Each command and subcommand maps to its own directory with an index.js entry point. Branch commands delegate to subdirectories; leaf commands implement the action directly:

cli/
├── index.js              # root CLI entry
├── start/
│   └── index.js          # start command (leaf)
├── build/
│   └── index.js          # build command (leaf)
├── deploy/
│   └── index.js          # deploy command (leaf)
├── test/
│   └── index.js          # test command (leaf)
└── db/
    ├── index.js          # db subcommand (branch)
    ├── backup/
    │   └── index.js      # db backup (leaf)
    ├── proxy/
    │   └── index.js      # db proxy (leaf)
    └── migrate/
        ├── index.js      # db migrate (branch)
        ├── migration.js  # shared utility
        ├── create-migration-table.sql
        ├── delete-migration.sql
        ├── get-migrations.sql
        ├── insert-migration.sql
        ├── templates/
        │   └── ...       # migration templates
        ├── create/
        │   └── index.js  # db migrate create (leaf)
        ├── apply/
        │   └── index.js  # db migrate apply (leaf)
        └── unapply/
            └── index.js  # db migrate unapply (leaf)

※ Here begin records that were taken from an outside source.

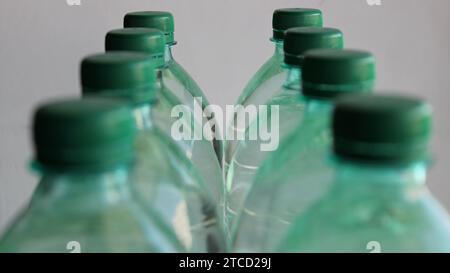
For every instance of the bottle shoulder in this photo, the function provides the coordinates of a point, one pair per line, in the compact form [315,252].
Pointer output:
[271,68]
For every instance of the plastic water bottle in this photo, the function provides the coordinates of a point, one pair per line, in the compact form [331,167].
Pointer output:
[198,149]
[166,181]
[175,76]
[272,74]
[283,120]
[284,185]
[379,200]
[84,153]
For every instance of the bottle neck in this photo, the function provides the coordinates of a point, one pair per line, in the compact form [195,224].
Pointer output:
[293,79]
[143,116]
[80,189]
[369,176]
[279,51]
[168,54]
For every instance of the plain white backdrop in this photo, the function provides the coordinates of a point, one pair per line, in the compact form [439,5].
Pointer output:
[221,43]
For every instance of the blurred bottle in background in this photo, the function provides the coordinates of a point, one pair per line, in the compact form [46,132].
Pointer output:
[249,153]
[84,151]
[175,76]
[272,74]
[199,150]
[379,197]
[165,180]
[288,181]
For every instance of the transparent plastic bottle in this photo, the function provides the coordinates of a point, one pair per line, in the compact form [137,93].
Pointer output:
[198,149]
[272,74]
[283,186]
[379,200]
[250,153]
[174,75]
[165,181]
[84,150]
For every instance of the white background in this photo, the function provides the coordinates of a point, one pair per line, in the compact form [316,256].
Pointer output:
[221,44]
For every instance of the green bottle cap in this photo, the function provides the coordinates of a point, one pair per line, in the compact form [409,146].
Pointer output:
[383,128]
[284,19]
[128,75]
[301,39]
[161,20]
[145,40]
[327,73]
[83,134]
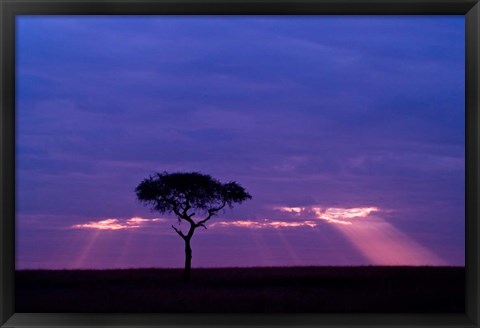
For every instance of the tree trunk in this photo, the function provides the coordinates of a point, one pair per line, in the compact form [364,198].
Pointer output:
[188,260]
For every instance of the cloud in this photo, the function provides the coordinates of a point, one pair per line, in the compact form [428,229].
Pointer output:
[336,215]
[116,224]
[266,223]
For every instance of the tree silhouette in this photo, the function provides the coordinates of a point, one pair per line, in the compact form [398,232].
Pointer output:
[182,194]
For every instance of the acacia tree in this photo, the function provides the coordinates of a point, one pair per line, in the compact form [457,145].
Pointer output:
[187,195]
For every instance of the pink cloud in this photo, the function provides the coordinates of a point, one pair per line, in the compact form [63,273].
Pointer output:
[115,224]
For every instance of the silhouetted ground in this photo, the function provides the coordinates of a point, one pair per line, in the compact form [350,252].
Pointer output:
[286,289]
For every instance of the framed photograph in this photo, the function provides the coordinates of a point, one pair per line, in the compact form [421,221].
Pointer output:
[248,163]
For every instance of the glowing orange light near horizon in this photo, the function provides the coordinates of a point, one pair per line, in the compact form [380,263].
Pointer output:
[115,224]
[264,224]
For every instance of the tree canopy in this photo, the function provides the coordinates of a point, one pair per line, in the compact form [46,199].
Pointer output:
[182,194]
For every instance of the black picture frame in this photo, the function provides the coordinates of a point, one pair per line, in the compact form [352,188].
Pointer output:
[9,9]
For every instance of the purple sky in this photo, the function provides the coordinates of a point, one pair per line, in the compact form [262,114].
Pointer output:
[347,131]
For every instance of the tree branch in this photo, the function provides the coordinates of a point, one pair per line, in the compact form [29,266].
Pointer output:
[211,212]
[179,232]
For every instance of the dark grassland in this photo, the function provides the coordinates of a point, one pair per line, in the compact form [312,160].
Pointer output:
[285,289]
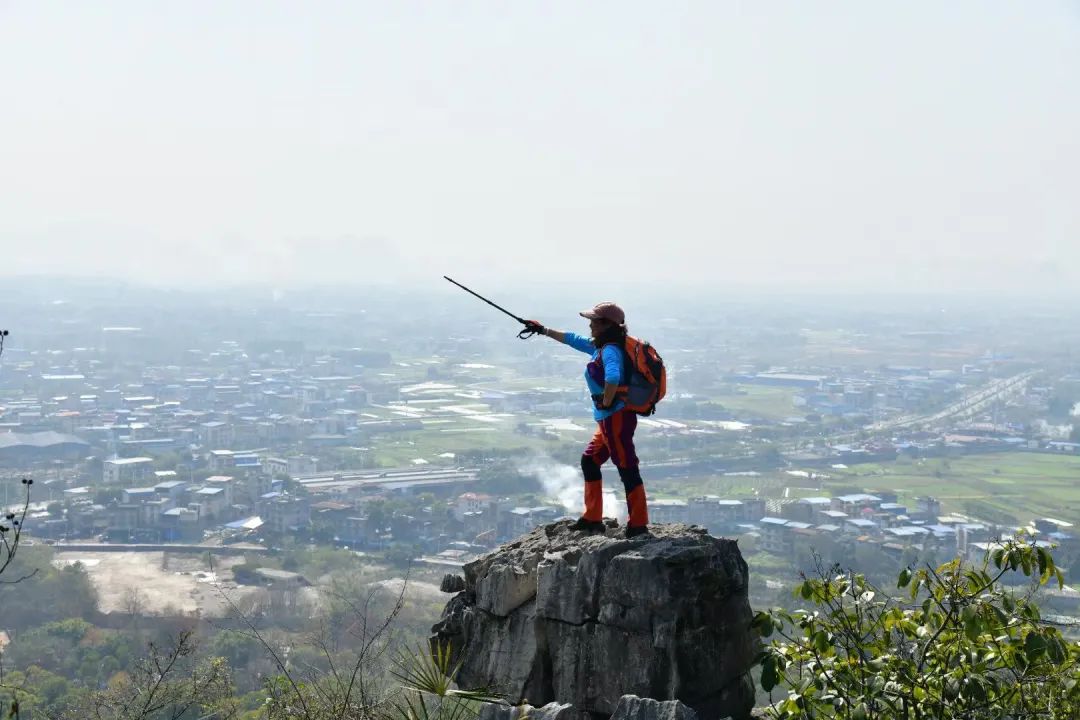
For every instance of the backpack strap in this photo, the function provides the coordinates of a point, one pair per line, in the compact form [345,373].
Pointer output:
[624,388]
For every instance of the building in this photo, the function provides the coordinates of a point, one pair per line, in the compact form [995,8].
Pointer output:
[126,471]
[669,511]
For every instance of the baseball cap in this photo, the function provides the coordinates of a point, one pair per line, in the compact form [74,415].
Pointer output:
[608,311]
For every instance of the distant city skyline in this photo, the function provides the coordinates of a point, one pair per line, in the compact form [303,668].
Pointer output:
[850,147]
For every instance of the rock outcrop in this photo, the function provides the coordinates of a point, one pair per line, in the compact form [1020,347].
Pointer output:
[568,617]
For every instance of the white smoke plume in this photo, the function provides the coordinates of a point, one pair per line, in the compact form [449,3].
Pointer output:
[564,485]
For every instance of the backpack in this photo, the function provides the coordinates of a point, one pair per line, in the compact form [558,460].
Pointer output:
[647,382]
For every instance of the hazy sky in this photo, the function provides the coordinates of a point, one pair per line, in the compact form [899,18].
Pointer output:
[817,145]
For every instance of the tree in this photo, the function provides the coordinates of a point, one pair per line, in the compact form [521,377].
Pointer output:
[958,646]
[11,533]
[172,682]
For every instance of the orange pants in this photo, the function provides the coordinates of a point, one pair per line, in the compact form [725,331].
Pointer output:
[615,440]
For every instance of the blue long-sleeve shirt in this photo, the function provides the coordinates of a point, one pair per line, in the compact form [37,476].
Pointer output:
[604,366]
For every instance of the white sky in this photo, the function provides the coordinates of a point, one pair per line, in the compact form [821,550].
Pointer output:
[896,146]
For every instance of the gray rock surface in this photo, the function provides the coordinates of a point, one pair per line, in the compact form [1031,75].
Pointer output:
[565,616]
[632,707]
[451,583]
[549,711]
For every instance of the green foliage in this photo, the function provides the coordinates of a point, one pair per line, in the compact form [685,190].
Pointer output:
[48,593]
[957,646]
[428,687]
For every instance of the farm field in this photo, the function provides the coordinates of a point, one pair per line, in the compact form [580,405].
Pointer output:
[759,401]
[1022,486]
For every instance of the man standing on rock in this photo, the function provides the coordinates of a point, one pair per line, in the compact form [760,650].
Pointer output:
[615,436]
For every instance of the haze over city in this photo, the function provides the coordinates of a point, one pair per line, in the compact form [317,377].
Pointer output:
[885,147]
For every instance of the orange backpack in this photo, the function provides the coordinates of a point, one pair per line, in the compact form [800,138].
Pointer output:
[648,377]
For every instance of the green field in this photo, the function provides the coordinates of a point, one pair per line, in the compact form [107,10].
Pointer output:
[759,401]
[1021,485]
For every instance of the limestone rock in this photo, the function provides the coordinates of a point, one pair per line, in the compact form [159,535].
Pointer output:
[549,711]
[569,617]
[453,583]
[631,707]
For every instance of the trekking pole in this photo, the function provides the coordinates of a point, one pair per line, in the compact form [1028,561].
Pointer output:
[524,335]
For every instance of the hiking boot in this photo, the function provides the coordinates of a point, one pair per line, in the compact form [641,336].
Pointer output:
[588,526]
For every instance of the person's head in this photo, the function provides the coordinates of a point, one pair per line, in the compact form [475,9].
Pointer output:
[606,322]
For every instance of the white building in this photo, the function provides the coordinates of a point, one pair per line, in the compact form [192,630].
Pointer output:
[126,471]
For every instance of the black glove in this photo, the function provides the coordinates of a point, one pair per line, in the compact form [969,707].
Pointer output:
[531,327]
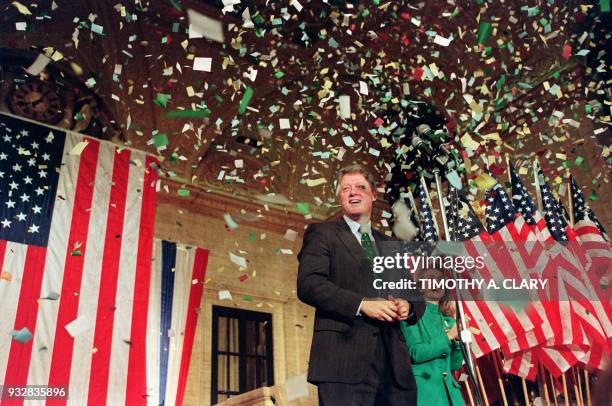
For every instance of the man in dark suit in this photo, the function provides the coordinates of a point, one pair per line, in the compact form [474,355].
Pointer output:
[358,354]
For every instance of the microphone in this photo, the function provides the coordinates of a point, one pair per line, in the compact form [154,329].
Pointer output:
[440,154]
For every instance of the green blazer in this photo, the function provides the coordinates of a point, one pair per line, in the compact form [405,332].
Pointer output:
[433,358]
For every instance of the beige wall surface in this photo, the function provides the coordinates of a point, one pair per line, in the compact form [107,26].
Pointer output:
[271,284]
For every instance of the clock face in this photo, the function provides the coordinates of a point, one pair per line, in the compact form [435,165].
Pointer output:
[36,100]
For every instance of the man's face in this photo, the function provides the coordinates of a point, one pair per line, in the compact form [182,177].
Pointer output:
[433,294]
[356,196]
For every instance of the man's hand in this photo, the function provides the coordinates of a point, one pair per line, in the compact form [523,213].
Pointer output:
[380,309]
[403,307]
[452,333]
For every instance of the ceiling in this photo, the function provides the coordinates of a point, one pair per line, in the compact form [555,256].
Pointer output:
[483,68]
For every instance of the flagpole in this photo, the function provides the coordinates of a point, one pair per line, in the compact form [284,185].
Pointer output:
[570,198]
[508,168]
[469,391]
[524,385]
[536,164]
[587,384]
[552,384]
[575,385]
[565,394]
[464,333]
[482,388]
[542,374]
[496,362]
[580,385]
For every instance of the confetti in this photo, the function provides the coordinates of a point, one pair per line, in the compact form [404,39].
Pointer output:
[22,336]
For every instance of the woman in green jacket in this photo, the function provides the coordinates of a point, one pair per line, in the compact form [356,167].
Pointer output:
[433,348]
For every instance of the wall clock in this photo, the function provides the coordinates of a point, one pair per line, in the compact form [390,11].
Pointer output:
[36,100]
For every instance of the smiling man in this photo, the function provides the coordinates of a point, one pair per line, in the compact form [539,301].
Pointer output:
[358,355]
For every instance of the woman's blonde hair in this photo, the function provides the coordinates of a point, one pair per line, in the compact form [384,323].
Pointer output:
[446,302]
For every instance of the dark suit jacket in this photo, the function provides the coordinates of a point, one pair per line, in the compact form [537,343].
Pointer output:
[334,276]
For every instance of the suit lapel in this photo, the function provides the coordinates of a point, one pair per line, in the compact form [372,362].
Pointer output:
[379,239]
[349,240]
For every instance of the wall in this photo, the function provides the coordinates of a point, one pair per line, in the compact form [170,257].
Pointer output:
[271,283]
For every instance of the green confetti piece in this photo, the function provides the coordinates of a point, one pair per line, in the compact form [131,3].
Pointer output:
[303,207]
[160,140]
[177,5]
[246,98]
[22,336]
[484,30]
[161,99]
[188,114]
[500,82]
[98,29]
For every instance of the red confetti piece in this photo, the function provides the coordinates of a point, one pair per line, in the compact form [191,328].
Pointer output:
[418,73]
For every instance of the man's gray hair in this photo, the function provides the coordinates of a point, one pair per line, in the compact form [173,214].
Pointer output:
[355,168]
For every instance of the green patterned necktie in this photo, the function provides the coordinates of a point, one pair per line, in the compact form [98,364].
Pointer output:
[368,247]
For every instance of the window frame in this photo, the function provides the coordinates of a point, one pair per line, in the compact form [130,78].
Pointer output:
[242,316]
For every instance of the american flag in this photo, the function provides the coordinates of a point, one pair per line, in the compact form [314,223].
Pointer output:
[598,268]
[584,217]
[525,205]
[177,282]
[553,213]
[580,327]
[76,235]
[429,228]
[496,324]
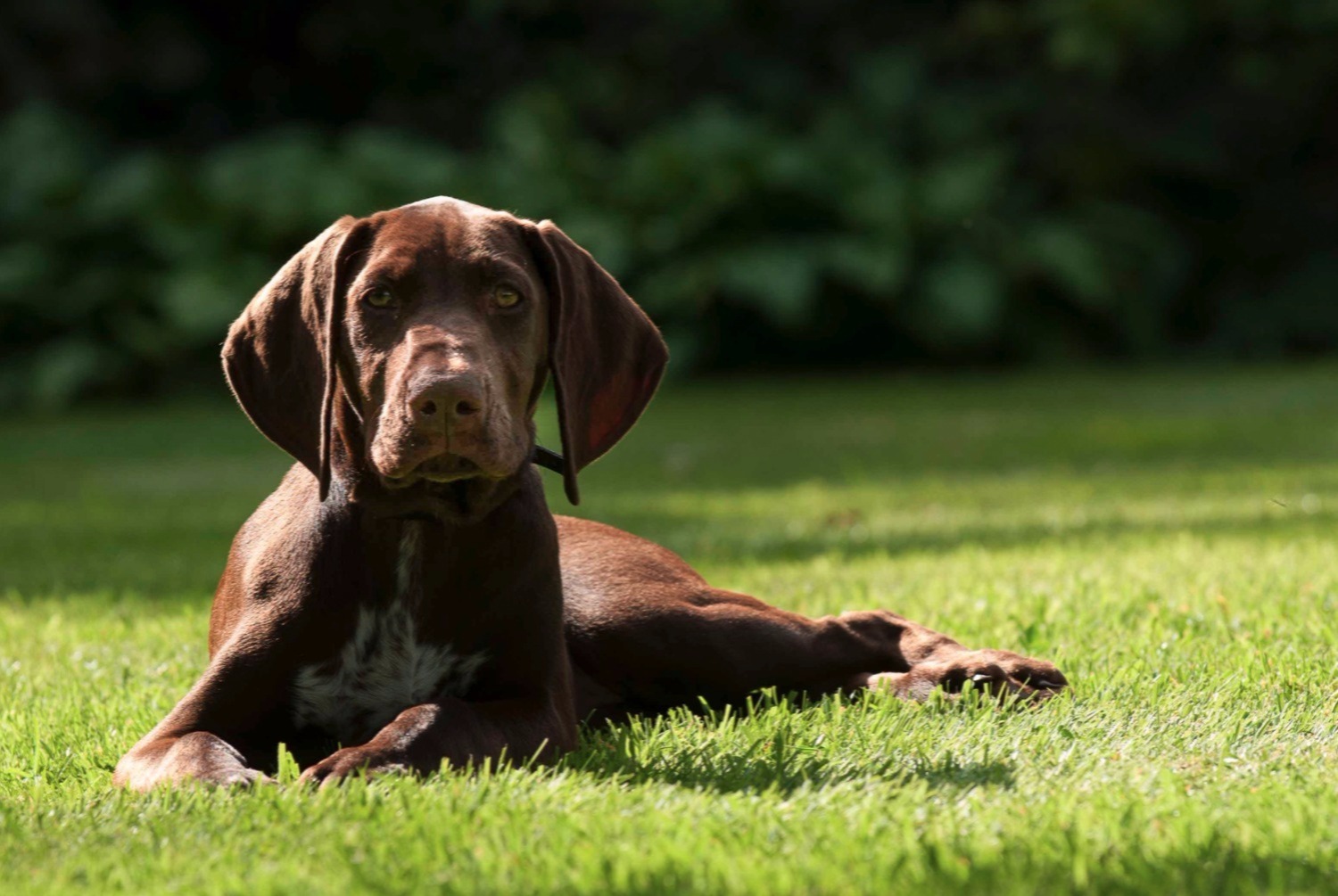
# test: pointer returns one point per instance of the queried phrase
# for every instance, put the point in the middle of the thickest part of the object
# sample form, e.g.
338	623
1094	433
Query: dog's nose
450	399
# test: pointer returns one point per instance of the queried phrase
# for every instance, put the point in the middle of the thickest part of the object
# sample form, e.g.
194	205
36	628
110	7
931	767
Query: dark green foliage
778	184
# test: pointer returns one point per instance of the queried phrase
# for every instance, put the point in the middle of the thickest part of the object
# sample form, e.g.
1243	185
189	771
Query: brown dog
406	593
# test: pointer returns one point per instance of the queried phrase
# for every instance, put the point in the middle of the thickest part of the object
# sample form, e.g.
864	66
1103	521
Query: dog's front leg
457	732
190	743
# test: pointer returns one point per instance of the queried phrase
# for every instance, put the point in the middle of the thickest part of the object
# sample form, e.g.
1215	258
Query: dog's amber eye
379	299
506	297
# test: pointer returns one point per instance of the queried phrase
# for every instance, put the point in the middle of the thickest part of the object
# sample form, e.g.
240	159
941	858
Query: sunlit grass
1169	538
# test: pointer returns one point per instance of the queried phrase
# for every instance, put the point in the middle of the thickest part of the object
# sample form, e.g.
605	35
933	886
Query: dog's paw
995	671
197	757
351	761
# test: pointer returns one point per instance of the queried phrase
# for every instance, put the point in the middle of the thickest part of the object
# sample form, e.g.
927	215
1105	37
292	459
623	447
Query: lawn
1169	538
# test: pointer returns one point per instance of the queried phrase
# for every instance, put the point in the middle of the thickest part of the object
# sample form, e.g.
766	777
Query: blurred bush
779	185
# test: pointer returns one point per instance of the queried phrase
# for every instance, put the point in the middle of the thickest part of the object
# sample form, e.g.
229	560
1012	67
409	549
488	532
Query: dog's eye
379	299
506	297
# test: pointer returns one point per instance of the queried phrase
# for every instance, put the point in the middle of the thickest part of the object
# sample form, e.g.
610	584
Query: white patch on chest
383	669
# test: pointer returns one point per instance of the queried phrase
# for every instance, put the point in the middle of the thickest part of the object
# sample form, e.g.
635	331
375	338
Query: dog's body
406	594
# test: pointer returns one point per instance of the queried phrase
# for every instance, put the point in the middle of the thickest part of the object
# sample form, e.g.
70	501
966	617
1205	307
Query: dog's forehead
444	230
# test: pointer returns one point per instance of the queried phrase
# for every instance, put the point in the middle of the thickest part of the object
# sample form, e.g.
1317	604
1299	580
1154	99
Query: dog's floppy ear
280	356
605	353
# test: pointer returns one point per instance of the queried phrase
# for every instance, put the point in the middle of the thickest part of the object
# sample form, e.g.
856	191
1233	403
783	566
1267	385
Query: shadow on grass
747	546
757	748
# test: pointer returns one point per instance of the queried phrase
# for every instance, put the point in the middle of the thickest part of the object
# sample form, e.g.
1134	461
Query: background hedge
783	184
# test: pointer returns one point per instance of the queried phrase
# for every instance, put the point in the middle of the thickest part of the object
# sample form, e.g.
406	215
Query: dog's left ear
281	353
605	355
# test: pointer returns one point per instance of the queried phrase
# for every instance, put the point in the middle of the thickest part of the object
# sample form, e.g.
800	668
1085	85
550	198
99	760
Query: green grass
1169	538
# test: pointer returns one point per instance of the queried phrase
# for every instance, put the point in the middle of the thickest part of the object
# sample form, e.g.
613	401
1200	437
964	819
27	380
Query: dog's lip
442	471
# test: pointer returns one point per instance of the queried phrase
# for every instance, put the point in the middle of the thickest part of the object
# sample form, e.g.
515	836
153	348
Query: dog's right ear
281	353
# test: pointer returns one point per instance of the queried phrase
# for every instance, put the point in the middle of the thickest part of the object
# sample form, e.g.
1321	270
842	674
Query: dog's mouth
441	471
447	487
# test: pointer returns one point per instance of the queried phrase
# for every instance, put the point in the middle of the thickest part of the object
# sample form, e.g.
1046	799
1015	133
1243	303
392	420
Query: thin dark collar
549	459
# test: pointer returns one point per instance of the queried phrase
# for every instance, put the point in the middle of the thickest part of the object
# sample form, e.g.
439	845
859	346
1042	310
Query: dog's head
403	356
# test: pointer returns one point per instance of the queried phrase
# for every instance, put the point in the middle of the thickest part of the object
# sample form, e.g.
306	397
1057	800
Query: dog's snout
449	399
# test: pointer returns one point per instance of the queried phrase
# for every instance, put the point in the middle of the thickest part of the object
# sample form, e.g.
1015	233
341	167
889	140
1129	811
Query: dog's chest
384	668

Defining a root CLI (branch command)

The root index.js defines top-level commands and delegates to subdirectories:

javascript
#!/usr/bin/env node
import { program } from "commander";

program.name("myapp");
program.description("App CLI");
program.version("0.0.1");
program.allowUnknownOption();
program.allowExcessArguments(true);

program.command("start", "start server", {
  isDefault: true,
  executableFile: "start/index.js",
});
program.command("db", "database commands", {
  executableFile: "db/index.js",
});
program.command("test", "run tests", {
  executableFile: "test/index.js",
});
program.command("build", "build for deployment", {
  executableFile: "build/index.js",
});
program.command("deploy", "deploy to production", {
  executableFile: "deploy/index.js",
});

program.parse();

Defining a nested branch command

Intermediate commands delegate further:

javascript
#!/usr/bin/env node
import { program } from "commander";

program.name("db");
program.description("database commands");

program.command("migrate", "migration commands", {
  executableFile: "migrate/index.js",
});
program.command("proxy", "start database proxy", {
  executableFile: "proxy/index.js",
});
program.command("backup", "backup database", {
  executableFile: "backup/index.js",
});

program.parse();

Defining a leaf command

Terminal commands implement program.action() with the actual logic. They import shared utilities from parent directories:

javascript
#!/usr/bin/env node
import { program } from "commander";
import { Migration } from "../migration.js";

program.name("apply");
program.description("apply pending migrations");
program.action(async function () {
  const migration = new Migration();
  await migration.apply();
});

program.parse();

Co-located resources

SQL queries and templates live alongside the commands that use them. This keeps related files together and makes it obvious where each resource is consumed:

migrate/
├── index.js
├── migration.js           # shared Migration class
├── create-migration-table.sql
├── delete-migration.sql
├── get-migrations.sql
├── insert-migration.sql
└── templates/
    └── migration.sql.ejs  # template for new migrations

Load SQL files with a caller-relative file utility:

javascript
import { file } from "@chriscalo/file";

const SQL = {
  createTable: file("./create-migration-table.sql"),
  getMigrations: file("./get-migrations.sql"),
  insert: file("./insert-migration.sql"),
  delete: file("./delete-migration.sql"),
};

Trade-offs

  • Deep nesting adds boilerplate. Each level needs its own index.js with Commander setup. For small CLIs with 2–3 commands, a single file with program.command(name) and inline actions is simpler.
  • executableFile spawns a child process. Each delegated command runs in a new Node.js process. This adds startup time (~50–100 ms per level) but isolates command dependencies.
  • Co-located SQL couples queries to commands. If multiple commands share queries, extract them to a shared directory. The co-location pattern works best when each command owns its queries.
  • Commander.js is a dependency. Alternatives like yargs, citty, or node:util.parseArgs exist. The executableFile pattern is Commander-specific, but the directory hierarchy concept works with any framework.